Remote detection of bottleneck links using spectral and statistical methods

Persistently saturated links are abnormal conditions that indicate bottlenecks in Internet traffic. Network operators are interested in detecting such links for troubleshooting, to improve capacity planning and traffic estimation, and to detect denial-of-service attacks. Currently bottleneck links can be detected either locally, through SNMP information, or remotely, through active probing or passive flow-based analysis. However, local SNMP information may not be available due to administrative restrictions, and existing remote approaches are not used systematically because of their network or computation overhead. This paper proposes a new approach to remotely detect the presence of bottleneck links using spectral and statistical analysis of traffic. Our approach is passive, operates on aggregate traffic without flow separation, and supports remote detection of bottlenecks, addressing some of the major limitations of existing approaches. Our technique assumes that traffic through the bottleneck is dominated by packets with a common size (typically the maximum transfer unit, for reasons discussed in Section 5.1). With this assumption, we observe that bottlenecks imprint periodicities on packet transmissions based on the packet size and link bandwidth.

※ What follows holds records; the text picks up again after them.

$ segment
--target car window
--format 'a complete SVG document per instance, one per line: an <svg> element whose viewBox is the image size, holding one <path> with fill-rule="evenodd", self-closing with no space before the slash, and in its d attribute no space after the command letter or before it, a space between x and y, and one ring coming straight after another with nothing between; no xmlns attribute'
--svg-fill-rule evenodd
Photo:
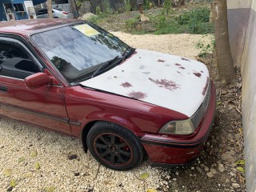
<svg viewBox="0 0 256 192"><path fill-rule="evenodd" d="M0 43L0 75L24 79L41 72L39 67L23 50L7 43Z"/></svg>
<svg viewBox="0 0 256 192"><path fill-rule="evenodd" d="M88 78L98 65L122 57L129 47L87 22L36 34L32 39L70 83Z"/></svg>

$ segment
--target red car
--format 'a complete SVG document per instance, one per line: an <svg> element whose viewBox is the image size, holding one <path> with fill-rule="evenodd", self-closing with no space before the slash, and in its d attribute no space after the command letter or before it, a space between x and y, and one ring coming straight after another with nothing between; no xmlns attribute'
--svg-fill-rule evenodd
<svg viewBox="0 0 256 192"><path fill-rule="evenodd" d="M85 21L0 24L0 114L81 138L102 165L192 162L212 126L206 66L134 49Z"/></svg>

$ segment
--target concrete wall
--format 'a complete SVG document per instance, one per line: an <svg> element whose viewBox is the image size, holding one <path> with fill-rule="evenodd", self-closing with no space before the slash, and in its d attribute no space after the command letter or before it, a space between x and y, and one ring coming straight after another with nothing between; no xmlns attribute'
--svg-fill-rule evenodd
<svg viewBox="0 0 256 192"><path fill-rule="evenodd" d="M245 141L246 186L256 190L256 2L253 1L248 22L242 70L242 123Z"/></svg>
<svg viewBox="0 0 256 192"><path fill-rule="evenodd" d="M247 191L256 191L256 1L255 0L229 0L229 12L237 13L235 18L229 18L230 31L232 35L240 38L240 51L242 50L241 66L242 74L242 123L244 132L244 156L246 160L246 177ZM238 25L235 19L247 17L246 25ZM246 9L246 10L245 10ZM246 11L245 11L246 10ZM240 14L240 15L239 15ZM241 18L240 18L241 17ZM235 25L238 24L237 27ZM246 34L244 35L244 30ZM240 34L240 35L239 35ZM244 37L245 38L244 38ZM244 41L241 40L243 39ZM236 45L236 41L231 39L230 44Z"/></svg>
<svg viewBox="0 0 256 192"><path fill-rule="evenodd" d="M228 0L230 49L234 64L241 66L251 0Z"/></svg>

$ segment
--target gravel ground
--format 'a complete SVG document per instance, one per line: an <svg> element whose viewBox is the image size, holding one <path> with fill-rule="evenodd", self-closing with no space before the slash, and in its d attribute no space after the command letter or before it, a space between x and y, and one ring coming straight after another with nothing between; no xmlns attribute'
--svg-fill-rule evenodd
<svg viewBox="0 0 256 192"><path fill-rule="evenodd" d="M210 43L212 38L194 34L113 34L134 47L189 58L195 58L199 53L195 46L199 41ZM223 118L225 114L220 116ZM1 118L0 191L243 191L235 165L215 158L211 150L218 146L218 143L214 142L218 139L218 134L210 137L206 150L192 166L152 168L146 160L133 170L114 171L99 166L89 153L85 154L79 139ZM239 139L242 139L241 136ZM226 149L232 151L232 147ZM239 153L237 158L242 159L242 153ZM204 158L206 160L202 160ZM146 174L142 178L142 174L148 177ZM13 179L15 186L10 185Z"/></svg>
<svg viewBox="0 0 256 192"><path fill-rule="evenodd" d="M200 50L196 48L197 43L210 45L213 38L210 34L135 35L122 32L112 32L112 34L133 47L180 55L192 59L195 59L200 52Z"/></svg>

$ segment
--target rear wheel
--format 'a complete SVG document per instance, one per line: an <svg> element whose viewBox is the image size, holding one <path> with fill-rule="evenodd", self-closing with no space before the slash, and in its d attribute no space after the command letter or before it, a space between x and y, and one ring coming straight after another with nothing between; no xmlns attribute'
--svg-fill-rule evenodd
<svg viewBox="0 0 256 192"><path fill-rule="evenodd" d="M95 123L86 142L94 158L113 170L132 169L143 158L143 147L138 138L130 130L111 122Z"/></svg>

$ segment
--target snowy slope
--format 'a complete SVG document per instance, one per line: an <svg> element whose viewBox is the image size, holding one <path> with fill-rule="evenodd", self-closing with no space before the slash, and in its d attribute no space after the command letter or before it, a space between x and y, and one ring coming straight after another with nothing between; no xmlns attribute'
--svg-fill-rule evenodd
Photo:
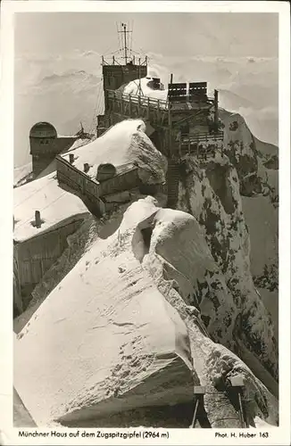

Such periodicities manifest themselves as strong frequencies in the spectral representation of the aggregate traffic observed at a downstream monitoring point. We propose a detection algorithm based on rigorous statistical methods to detect the presence of bottleneck links by examining strong frequencies in aggregate traffic. We use data from live Internet traces to evaluate the performance of our algorithm under various network conditions. Results show that with proper parameters our algorithm can provide excellent accuracy (up to 95%) even if the traffic through the bottleneck link accounts for less than 10% of the aggregate traffic.